Two starkly different versions of the Southwest border activity have been put forward; voters must decide which is the truth. The White House insists that all is well and that the migrant influx is resolved. Customs and Border Protection Chief Raul Ortiz countered that, despite Homeland Security Secretary Alejandro Mayorkas’ assurances, the United States has lost “operational control” of its border. In immigration parlance, operational control is a key phrase that’s an essential part of the Secure Fence Act of 2006 (SFA) which then-Senator Joe Biden signed.
During the Secure Fence Act of 2006’s signing ceremony, President George W. Bush acknowledged that “millions of illegal immigrants are already here” and that “the U.S. has not been in complete control of its borders for decades and, therefore, illegal immigration has been on the rise.” Among the signatories were, in addition to Biden, two other immigration expansionists, senators Barack Obama (D-Ill.) and Hillary Clinton (D-N.Y.). Biden said that his vote was cast primarily with the hope that a fence would impede drug trafficking.
The quandary is who to believe: the White House and its principal occupant, sitting President Joe Biden, a likely 2024 candidate for re-election, or agent Ortiz who began his CBP career in 1991, more than three decades ago. Ortiz won two Department of State Meritorious Honor Awards, and his team in one single 24-month period seized more than 200,000 pounds of narcotics and arrested more than 3,000 human smugglers and 2,000 migrants.
For its part, the White House claims that the administration has enhanced border security and enforcement, supports fair, orderly and humane immigration, improved immigration courts, kept its promises to refugees, created opportunities for Central American and Haitian immigration, and invested in what is curiously, if not incomprehensibly, described as hemispheric migration management. A White House fact sheet spelled out what it called “the historic steps [taken] to secure our border…”
Ortiz, however, presented a different picture about the ongoing border influx. At a U.S. House Homeland Security Committee, which convened in McAllen, Texas, Ortiz contradicted his boss, Mayorkas. U.S. Rep. Mark Green (R-Tenn.), House Homeland Security Chair, asked Ortiz if DHS had operational control of the border. Ortiz’s response was a succinct and inarguable two-word “No, sir.” Ortiz added that operational control is no longer a CBP objective. In the same hearing, and answering the same question, this time from U.S. Rep. Chip Roy (R-Texas), Mayorkas said that the border is under control.
Had Biden and Mayorkas complied with the SFA’s well-defined terms, border conditions would be, to use the term again, under operational control. Understanding operational control is essential to gain insights into the extent to which open borders evolved and the administration’s willful mismanagement that has led to the chaos.

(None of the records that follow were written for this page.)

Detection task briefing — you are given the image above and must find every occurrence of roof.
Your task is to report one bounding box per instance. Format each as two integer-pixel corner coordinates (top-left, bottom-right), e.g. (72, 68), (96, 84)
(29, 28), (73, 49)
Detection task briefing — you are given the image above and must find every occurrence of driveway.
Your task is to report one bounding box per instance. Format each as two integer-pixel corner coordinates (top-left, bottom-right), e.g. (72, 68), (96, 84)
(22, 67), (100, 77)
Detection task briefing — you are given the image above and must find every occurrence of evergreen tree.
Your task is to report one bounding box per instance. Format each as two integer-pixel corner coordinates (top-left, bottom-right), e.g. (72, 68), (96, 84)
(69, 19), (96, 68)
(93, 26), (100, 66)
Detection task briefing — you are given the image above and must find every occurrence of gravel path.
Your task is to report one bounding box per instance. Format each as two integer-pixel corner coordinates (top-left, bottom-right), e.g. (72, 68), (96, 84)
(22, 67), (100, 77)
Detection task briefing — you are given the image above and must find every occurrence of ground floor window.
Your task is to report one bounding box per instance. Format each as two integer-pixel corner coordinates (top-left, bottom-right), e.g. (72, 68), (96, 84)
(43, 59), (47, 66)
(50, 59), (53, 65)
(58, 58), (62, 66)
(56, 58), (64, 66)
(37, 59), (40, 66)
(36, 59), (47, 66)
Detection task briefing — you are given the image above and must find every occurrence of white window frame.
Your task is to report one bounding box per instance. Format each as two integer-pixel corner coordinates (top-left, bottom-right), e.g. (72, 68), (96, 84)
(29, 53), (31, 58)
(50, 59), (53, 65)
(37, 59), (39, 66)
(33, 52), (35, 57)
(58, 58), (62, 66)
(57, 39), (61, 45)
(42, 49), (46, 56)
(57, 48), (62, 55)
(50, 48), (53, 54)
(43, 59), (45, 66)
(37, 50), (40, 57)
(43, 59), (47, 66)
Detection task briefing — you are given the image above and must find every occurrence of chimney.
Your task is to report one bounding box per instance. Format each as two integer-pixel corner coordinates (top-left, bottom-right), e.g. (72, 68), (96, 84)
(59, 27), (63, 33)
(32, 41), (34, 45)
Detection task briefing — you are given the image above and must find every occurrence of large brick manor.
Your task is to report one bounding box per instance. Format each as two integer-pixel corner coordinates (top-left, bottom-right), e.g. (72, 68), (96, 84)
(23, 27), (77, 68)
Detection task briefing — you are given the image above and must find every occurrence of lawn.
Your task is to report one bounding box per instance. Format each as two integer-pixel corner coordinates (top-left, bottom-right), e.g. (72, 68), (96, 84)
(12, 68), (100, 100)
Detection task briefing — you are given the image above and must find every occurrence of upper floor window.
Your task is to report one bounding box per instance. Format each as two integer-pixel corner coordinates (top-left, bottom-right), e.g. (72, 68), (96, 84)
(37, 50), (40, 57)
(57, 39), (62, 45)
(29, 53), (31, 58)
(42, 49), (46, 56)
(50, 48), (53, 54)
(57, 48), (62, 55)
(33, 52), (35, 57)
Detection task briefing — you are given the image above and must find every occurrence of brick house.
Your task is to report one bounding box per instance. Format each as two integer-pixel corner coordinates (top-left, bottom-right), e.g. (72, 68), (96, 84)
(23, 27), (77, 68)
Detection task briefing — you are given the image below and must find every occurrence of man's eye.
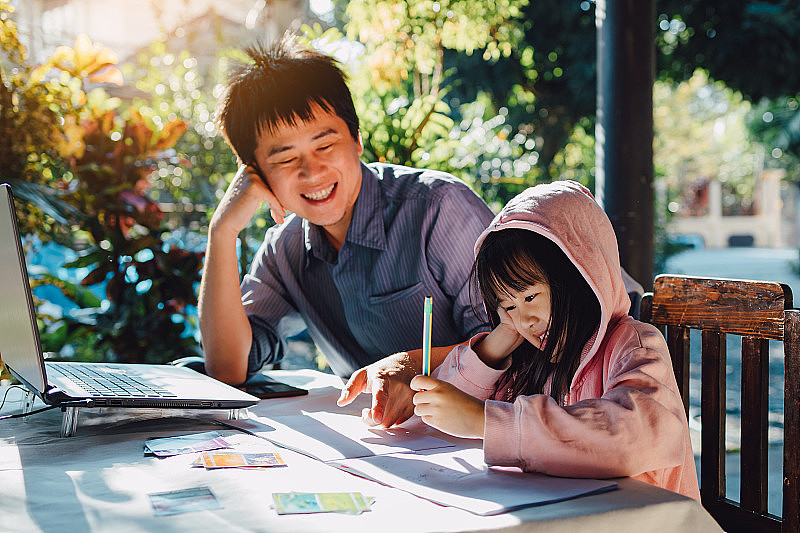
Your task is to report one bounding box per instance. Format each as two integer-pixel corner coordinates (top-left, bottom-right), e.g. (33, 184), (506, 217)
(318, 144), (333, 151)
(524, 294), (536, 302)
(276, 158), (296, 165)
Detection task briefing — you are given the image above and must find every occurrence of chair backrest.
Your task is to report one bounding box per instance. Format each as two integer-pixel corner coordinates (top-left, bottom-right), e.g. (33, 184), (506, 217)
(640, 274), (799, 533)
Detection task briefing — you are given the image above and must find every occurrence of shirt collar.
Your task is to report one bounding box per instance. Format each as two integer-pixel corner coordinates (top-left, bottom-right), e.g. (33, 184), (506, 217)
(303, 163), (387, 265)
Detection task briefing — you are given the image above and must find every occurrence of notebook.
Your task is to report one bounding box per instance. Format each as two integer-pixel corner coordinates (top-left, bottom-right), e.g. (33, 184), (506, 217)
(0, 183), (258, 410)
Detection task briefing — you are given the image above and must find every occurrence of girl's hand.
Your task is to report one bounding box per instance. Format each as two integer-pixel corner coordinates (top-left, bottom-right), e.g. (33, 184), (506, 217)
(410, 375), (485, 439)
(495, 306), (524, 343)
(473, 307), (524, 368)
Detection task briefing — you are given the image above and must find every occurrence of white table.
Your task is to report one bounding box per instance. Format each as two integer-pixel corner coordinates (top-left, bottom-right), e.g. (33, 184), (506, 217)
(0, 369), (722, 533)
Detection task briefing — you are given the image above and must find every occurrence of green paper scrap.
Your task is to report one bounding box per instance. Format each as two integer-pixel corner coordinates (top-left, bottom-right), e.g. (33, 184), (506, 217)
(272, 491), (373, 515)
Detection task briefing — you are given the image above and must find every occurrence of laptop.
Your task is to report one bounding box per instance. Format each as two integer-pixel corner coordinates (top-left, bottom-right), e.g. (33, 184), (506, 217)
(0, 183), (258, 410)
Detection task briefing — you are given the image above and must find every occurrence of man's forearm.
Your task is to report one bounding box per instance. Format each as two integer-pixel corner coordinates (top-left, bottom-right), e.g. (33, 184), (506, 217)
(198, 227), (251, 385)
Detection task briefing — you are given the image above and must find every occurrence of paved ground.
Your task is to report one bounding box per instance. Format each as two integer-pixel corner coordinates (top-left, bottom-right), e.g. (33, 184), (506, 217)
(663, 246), (800, 295)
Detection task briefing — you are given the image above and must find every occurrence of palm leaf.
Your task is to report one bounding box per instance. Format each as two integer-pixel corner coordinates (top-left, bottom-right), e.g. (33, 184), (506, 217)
(4, 179), (84, 224)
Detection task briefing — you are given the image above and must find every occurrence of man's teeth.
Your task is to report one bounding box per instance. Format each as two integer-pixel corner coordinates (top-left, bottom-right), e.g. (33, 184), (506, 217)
(304, 184), (335, 201)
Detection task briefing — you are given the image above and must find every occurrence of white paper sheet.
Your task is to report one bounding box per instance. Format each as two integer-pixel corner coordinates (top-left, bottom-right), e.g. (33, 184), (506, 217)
(223, 408), (617, 516)
(223, 411), (457, 461)
(328, 447), (618, 516)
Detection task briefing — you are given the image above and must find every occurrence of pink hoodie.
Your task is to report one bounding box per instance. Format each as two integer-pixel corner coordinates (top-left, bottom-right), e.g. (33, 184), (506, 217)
(432, 180), (700, 501)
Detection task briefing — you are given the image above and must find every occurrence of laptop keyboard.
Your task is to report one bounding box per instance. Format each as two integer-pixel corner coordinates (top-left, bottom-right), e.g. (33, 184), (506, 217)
(49, 364), (178, 398)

As explained by the Center for Immigration Studies’ Andrew Arthur, a former immigration judge, SFA’s Section 2(b) defines operational control as “the prevention of all unlawful entries into the U.S., including entries by terrorists, other unlawful aliens, instruments of terrorism, narcotics, and other contraband.” The Immigration and Nationality Act also requires that illegal aliens be detained. Achieving operational control is a congressional mandate that DHS Secretary Mayorkas is legally required to obey; ignoring the mandate is a crime.
The hearing’s final score card reflects Mayorkas as the loser when measured against Ortiz’s truthfulness. In his testimony, Ortiz cited 1.3 million gotaways, whereabouts unknown. Agents have encountered more than 4.8 million migrants since Biden’s inauguration. At the Rio Grande Valley sector, CBP Chief Patrol Agent Gloria Chavez noted a 920 percent increase in Chinese nationals encountered, compared to fiscal year 2022, the vast majority of whom are single adults.
As if to add an exclamation point to his testimony, just after the hearing Ortiz tweeted that to date in fiscal year 2023, CBP has apprehended 900,590 foreign nationals from 147 countries. The top five countries are Mexico, Cuba, Nicaragua, Colombia and Guatemala. A record 98 would-be border crossers were identified as FBI watch-listed terrorists.
If the Ortiz v. Mayorkas testimonies were a heavyweight boxing match to determine credibility, the CBP chief would have scored a first round, Joe Louis-style knockout. Sadly, for sovereignty-cherishing Americans, the administration and its open borders agenda are still on their feet, and the status quo will likely remain until at least 2024.